Namen haben ein spezielles Gewicht für mich. Ich sehe sie wie eine Beschreibung, die man immer mit sich trägt. Mein Geburtsname ist "Wiebke", ein altnordischer Name, der in etwa "kleine Kämpferin" bedeutet. Ein wundervoller, kraftvoller, stürmischer, sehr weiblicher Name. Jahrelang habe ich ihn mit Freude getragen, doch es gibt einen Namen, mit dem ich noch lieber angesprochen werden würde.
Dazu muss man wissen, dass mein Vater sein zweites Kind gerne "Hagen" nennen wollte, sofern es ein Junge geworden wäre. Der Name entspringt den deutschen Heldensagen. Er gehört zu einem treuen Diener des Königs, der sein Herz einer unerwiderten Liebe geschenkt hatte und Siegfried, den Drachentöter, erstach. Bezeichnend für Hagen von Tronje ist, dass er vielleicht nicht immer das Richtige tut, aber zu seinen Prinzipien steht. Das halte ich für eine wundervolle Eigenschaft. Meine Mutter hingegen findet einfach, dass der Name "Hagen" furchtbar wäre, und handelte meinen Vater auf "Hayo" runter. Zum Glück habe ich ein Schwesterchen bekommen und konnte auf diese Weise den Namen für mich beanspruchen. (Sie ist nicht ganz einverstanden damit, aber das ist eine andere Geschichte.)
Einer meiner besten Freunde trägt den Namen Masaki. Er bewegt sich in einer Szene, in der das mit den Namen ohnehin sehr locker genommen wird.
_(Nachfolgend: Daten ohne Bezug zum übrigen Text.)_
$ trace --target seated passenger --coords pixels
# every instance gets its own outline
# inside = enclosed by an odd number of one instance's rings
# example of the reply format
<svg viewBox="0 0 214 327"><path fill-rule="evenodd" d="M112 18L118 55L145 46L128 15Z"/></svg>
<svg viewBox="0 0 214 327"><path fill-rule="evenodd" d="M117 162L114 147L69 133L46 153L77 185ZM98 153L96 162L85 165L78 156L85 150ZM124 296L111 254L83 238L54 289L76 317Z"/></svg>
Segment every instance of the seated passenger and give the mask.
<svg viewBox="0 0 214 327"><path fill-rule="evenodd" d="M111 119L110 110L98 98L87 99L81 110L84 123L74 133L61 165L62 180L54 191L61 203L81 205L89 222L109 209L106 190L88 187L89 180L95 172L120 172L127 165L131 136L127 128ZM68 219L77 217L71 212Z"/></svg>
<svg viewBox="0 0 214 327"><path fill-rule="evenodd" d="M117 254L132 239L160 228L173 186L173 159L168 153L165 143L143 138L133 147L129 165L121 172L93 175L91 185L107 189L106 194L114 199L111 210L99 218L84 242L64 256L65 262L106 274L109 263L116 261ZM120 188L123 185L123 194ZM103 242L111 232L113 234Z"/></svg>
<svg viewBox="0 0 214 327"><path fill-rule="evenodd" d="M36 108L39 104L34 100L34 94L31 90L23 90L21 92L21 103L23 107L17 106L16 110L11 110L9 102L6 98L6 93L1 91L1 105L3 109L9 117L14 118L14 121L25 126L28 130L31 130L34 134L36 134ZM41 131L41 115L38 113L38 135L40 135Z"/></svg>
Darum sprach ich als erstes mit ihm - unser Chat sah ungefähr so aus:
Ich: Masaki, kann ich dich mal um etwas bitten?
Er: Klar, was denn?
Ich: Also, ich würde gerne mal wissen, wie es ist, Hajo genannt zu werden.
Ich: Was ich meine ist, würdest du mich so nennen? Vorerst? Mindestens?
Er: Klar, kein Problem.
Die Transzendenz dieses virtuellen Gespräches ist über alle Maßen inakkurat, da es jetzt auch schon mindestens ein halbes Jahr zurück liegt. Ich war sehr aufgeregt, als ich die Wörter tippte, aber er hat meine Bitte augenblicklich in die Tat umgesetzt. Da ich mich bei dem Namen verschrieben hatte, sprach er lustigerweise zunächst das "J" wie in "Jeans" aus. Erst kurze Zeit später erfuhr ich, dass der Name mit "Y" geschrieben wird und konnte ihn und mich dementsprechend korrigieren. Danach war ich erst einmal zufrieden. Es machte mich auf eine seltsame Art froh, dass er mich "Hayo" nannte, und ich wollte dieses Gefühl vollkommen auskosten. Leider trafen wir uns nicht sehr oft, was das Ausprobieren ein wenig schwierig gestaltete, aber ich ahnte, dass Hayo der richtige Rufname für mich ist.